書道を題材とした作品紹介
概要
書道をやるつもりはないけれど、とにかく何でもいいから書道に触れていたいと考えている方はいませんか?そんな方には漫画や映画作品をおすすめします。書道を題材とした作品は決して多くはありませんが、どれも素晴らしい作品です。書道をしたことはない人はもちろん、書道が好きな方もぜひ読んでみてください。
漫画部門
河合克敏『とめはねっ!鈴里高校書道部』
とある高校の廃部寸前の危機を迎えた書道部が舞台となった漫画です。帰国子女だが達筆な少年と、柔道の新鋭であり字が下手な少女という、共に書道初心者の二人が鈴里高校の書道部に入部して書に向き合うことで、次第に書道の魅力に引き込まれていきます。
この作品は、とにかく書道に関する知識が豊富です。作中では「臨書」や「蘭亭叙」といった書道用語が多く使われています。これらの知識が無いと読むのが難しいように思えますが、主人公も書道初心者なので漫画を通して一緒に知識を身に着けることができます。解説も漫画形式で行われるのでとても分かりやすいです。この他にも書道経験者なら思わずうなずけるようなコアな場面もあります。というのも、この漫画は有名な書道家(武田双雲)が監修しています。
参考書や書道教室のように堅苦しいのは苦手という方も『とめはねっ!』を読めばより気軽に書道を学ぶことができます。魅力的なキャラクターや、主人公たちの恋模様など青春漫画としても面白いので書道に興味のある方もない方もぜひ一度読んでみてはいかがですか。なお、『とめはねっ!』は2010年にテレビドラマ化されているので、ドラマに興味がある方はこちらも見てみてもいいかもしれません。
ヨシノサツキ『ばらかもん』
長崎県の五島列島が舞台の漫画です。主人公は優秀な書道家ですが、自分の作品を批評されたことで問題を起こしてしまい、頭を冷やすために五島列島に移り住むことになります。そこで島民たちとの交流を経て、書に大切なものは何かを見つけていきます。
基本的な書法の解説や、書家の説明といったような書道に関する知識やうんちくが書かれている場面は少なく、どちらかというと主人公の島での生活が中心に描かれています。
書道の描写も部活や稽古のような書の練習というよりは、子供たちに字を教えたり船に字を書いたりというような場面がほとんどです。主人公は島の子供たちの書写の宿題のお手本として書いた作品と、公募展に出品する作品とで書風を書き分けていて書道家らしく描かれています。
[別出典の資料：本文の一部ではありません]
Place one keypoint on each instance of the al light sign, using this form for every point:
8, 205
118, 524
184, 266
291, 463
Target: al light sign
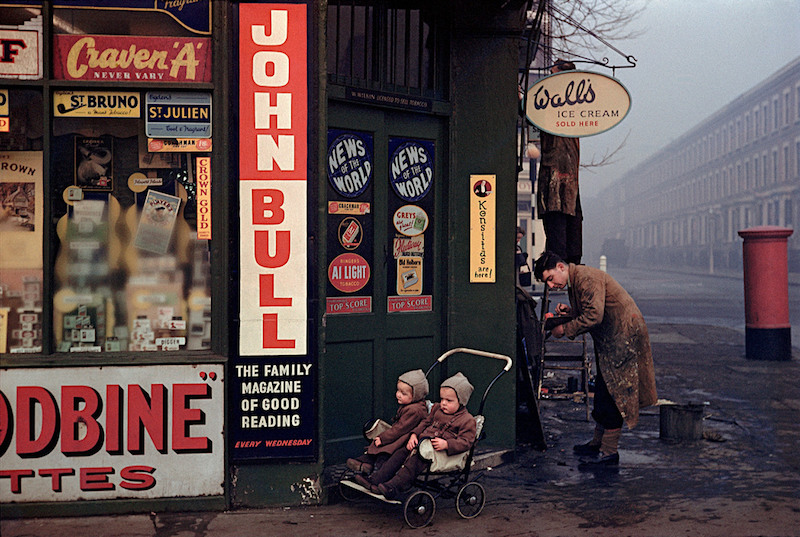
575, 104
(書壇に染まりきった若い書道家という主人公の人物像からも、今日の書道の公募展に対するある種の批判のようなものかもしれません)
主人公と島民との掛け合いが面白いので書道に興味が無くてもほのぼのとした漫画が好きな方にはおすすめの作品です。『ばらかもん』はアニメ化もしており、アニメでは書道家がアニメ内の書道作品を監修しています。こちらもおすすめです。
映画部門
『書道ガールズ!!わたしたちの甲子園』2010年
愛媛県のとある高校の書道部の生徒たちが書道パフォーマンスと出会い、それまで不況の影響で活気を失いつつある街の活気を取り戻すために書道パフォーマンスを開催する話です。
この映画は、愛媛県の高校生たちが書道パフォーマンスで地元の活性化を目指したという実話をベースに作られた作品です。現在も書道パフォーマンス甲子園として年に一回大会が開催されています。
青い青い空(『書道ガールズ 青い青い空』)2010年
それぞれ悩みを抱えた思春期真っ只中の少女たちが書道と出会い、書道を通して成長するとともに友情を深めていく青春映画です。
作中では筆に使われている動物の毛を説明している場面や、全員で書道のデモンストレーションを行う場面などがあります。
これらの作品をきっかけに、書道の世界に少しでも興味を持ってくれたら嬉しいです。